Un matrimonio por contrato lo cambia todo.
Mientras una influencer caída en desgracia intenta recuperar el estatus que perdió, y un exnovio poderoso se consume entre celos, secretos y traiciones, Luciana descubre que ceder el control no siempre significa perder el poder… especialmente cuando el hombre que intenta dominarla es el único capaz de mirarla como un igual.
En un mundo donde el dinero compra silencios y los contratos
NovelToon tiene autorización de N. Garzón para publicar esa obra, el contenido del mismo representa el punto de vista del autor, y no el de NovelToon.
Capitulo 20
Alexander
No me gusta cuando el silencio cambia de textura.
No es ausencia de ruido; es otra cosa. Es cuando una persona está contigo, pero ya tomó una decisión que no te ha dicho. Luciana estaba así esa mañana. Tranquila. Demasiado. Observando el mar con una calma que no coincidía con lo que yo sabía que se estaba moviendo debajo de la superficie.
La seguridad había aumentado sin que ella lo pidiera. Dos hombres más en perímetro. Cambios sutiles en rutas, tiempos, accesos. Ella lo notó. Por supuesto que lo notó.
—¿Desde cuándo estamos en protocolo reforzado? —preguntó sin mirarme, apoyada en la baranda de la terraza.
No respondí de inmediato.
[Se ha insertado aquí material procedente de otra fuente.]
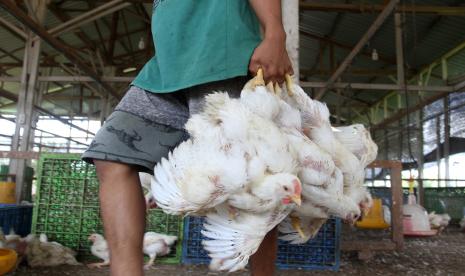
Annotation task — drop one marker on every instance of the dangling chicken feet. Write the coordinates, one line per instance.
(289, 83)
(99, 265)
(232, 212)
(149, 264)
(270, 87)
(277, 90)
(295, 222)
(258, 80)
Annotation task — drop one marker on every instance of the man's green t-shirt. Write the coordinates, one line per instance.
(199, 41)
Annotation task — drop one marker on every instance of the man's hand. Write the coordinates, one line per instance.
(271, 54)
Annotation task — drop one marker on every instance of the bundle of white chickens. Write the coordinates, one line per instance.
(268, 157)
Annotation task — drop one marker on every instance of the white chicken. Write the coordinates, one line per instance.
(100, 250)
(233, 241)
(145, 181)
(438, 221)
(222, 158)
(252, 161)
(156, 245)
(46, 253)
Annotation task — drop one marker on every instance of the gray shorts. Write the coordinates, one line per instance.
(146, 126)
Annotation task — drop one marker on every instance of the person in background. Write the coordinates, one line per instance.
(201, 46)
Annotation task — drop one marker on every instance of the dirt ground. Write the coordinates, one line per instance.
(440, 255)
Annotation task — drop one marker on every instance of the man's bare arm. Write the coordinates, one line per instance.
(271, 54)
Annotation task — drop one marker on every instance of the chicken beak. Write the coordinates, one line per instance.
(289, 83)
(270, 87)
(295, 222)
(258, 80)
(296, 199)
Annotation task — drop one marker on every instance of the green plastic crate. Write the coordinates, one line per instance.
(446, 200)
(67, 208)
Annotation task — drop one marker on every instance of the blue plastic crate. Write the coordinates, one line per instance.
(18, 218)
(192, 249)
(320, 253)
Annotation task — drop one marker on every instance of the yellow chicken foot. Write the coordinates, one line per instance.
(295, 222)
(270, 87)
(258, 80)
(289, 83)
(232, 212)
(277, 90)
(149, 264)
(98, 265)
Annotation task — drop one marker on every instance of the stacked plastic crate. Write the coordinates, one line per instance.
(320, 253)
(67, 206)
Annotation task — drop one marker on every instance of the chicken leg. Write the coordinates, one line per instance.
(295, 222)
(270, 87)
(289, 83)
(149, 264)
(258, 80)
(99, 265)
(277, 90)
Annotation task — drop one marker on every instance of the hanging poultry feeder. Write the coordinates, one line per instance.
(375, 217)
(415, 217)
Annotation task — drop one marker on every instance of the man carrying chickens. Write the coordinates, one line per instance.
(201, 46)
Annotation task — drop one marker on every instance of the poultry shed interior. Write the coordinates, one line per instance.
(330, 143)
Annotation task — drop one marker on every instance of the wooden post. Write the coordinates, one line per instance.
(397, 203)
(438, 148)
(420, 157)
(25, 111)
(290, 10)
(399, 52)
(446, 140)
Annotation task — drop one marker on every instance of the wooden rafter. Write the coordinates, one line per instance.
(11, 8)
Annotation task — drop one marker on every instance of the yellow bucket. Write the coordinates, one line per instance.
(8, 259)
(374, 219)
(7, 192)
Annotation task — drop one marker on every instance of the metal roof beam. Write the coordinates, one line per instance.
(11, 8)
(406, 111)
(13, 28)
(89, 16)
(375, 8)
(363, 41)
(12, 97)
(344, 46)
(378, 86)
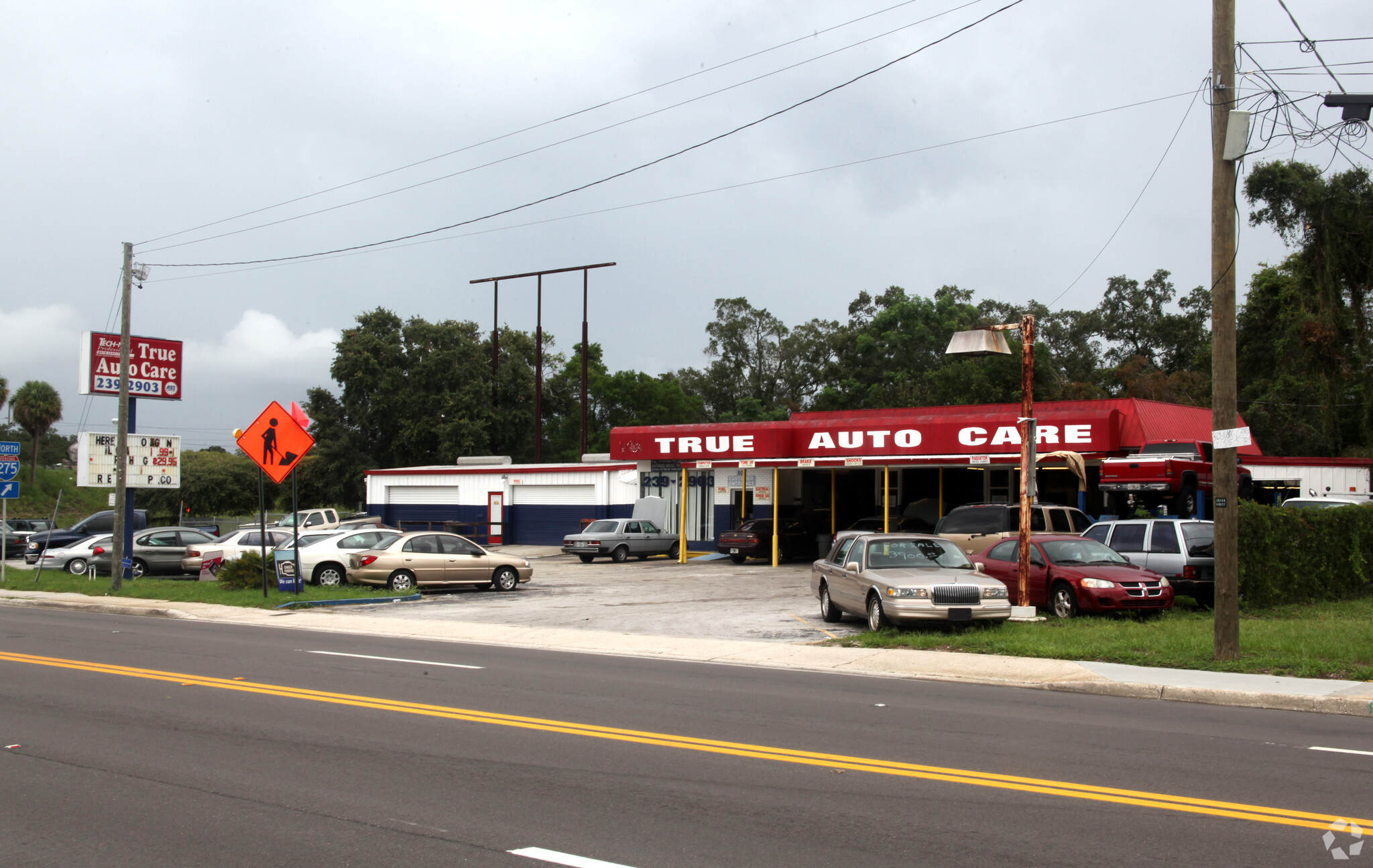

Error.
—Alex —añadió—. No me trates como una variable externa.
Eso sí me hizo girarme.
—Desde que confirmamos que la amenaza ya no es mediática —dije—. Es operativa.
Me observó. Sin miedo. Con atención.
—¿Qué significa exactamente “operativa” en tu mundo?
Respiré hondo. Había pasado años construyendo compartimentos. Lo que se dice. Lo que no. Lo que se comparte. Lo que se protege incluso del afecto. Luciana estaba empezando a empujar esas paredes.
—Significa que alguien activó contactos que no usan abogados ni periodistas —respondí—. Y que no esperan a que uno reaccione.
—¿Rodrigo?
—Rodrigo empujó la ficha —admití—. Pero no es quien ejecuta.
Ella asintió lentamente.
—Entonces no es solo sobre ti —dijo—. Es sobre mí.
No lo negué.
Se giró por fin y me sostuvo la mirada.
—Hay algo que no te he contado —dijo.
Eso fue nuevo. No el hecho en sí. El tono.
—Dímelo.
—No ahora —aclaró—. Antes dime tú algo. Y dime la verdad.
Crucé los brazos.
—¿Qué quieres saber?
—A quién llamaste anoche —dijo—. Y qué significa que “yo esté dentro”.
No me sorprendió que lo supiera. Me sorprendió que lo pidiera así: directa, sin rodeos, sin dramatismo.
—Llamé a alguien de mi pasado —respondí—. Alguien que solo activo cuando el daño potencial deja de ser abstracto.
—¿Militar?
—No exactamente —dije—. Operativo.
No bajó la mirada.
—¿Y eso qué me convierte a mí?
Ahí estuvo el verdadero punto de quiebre.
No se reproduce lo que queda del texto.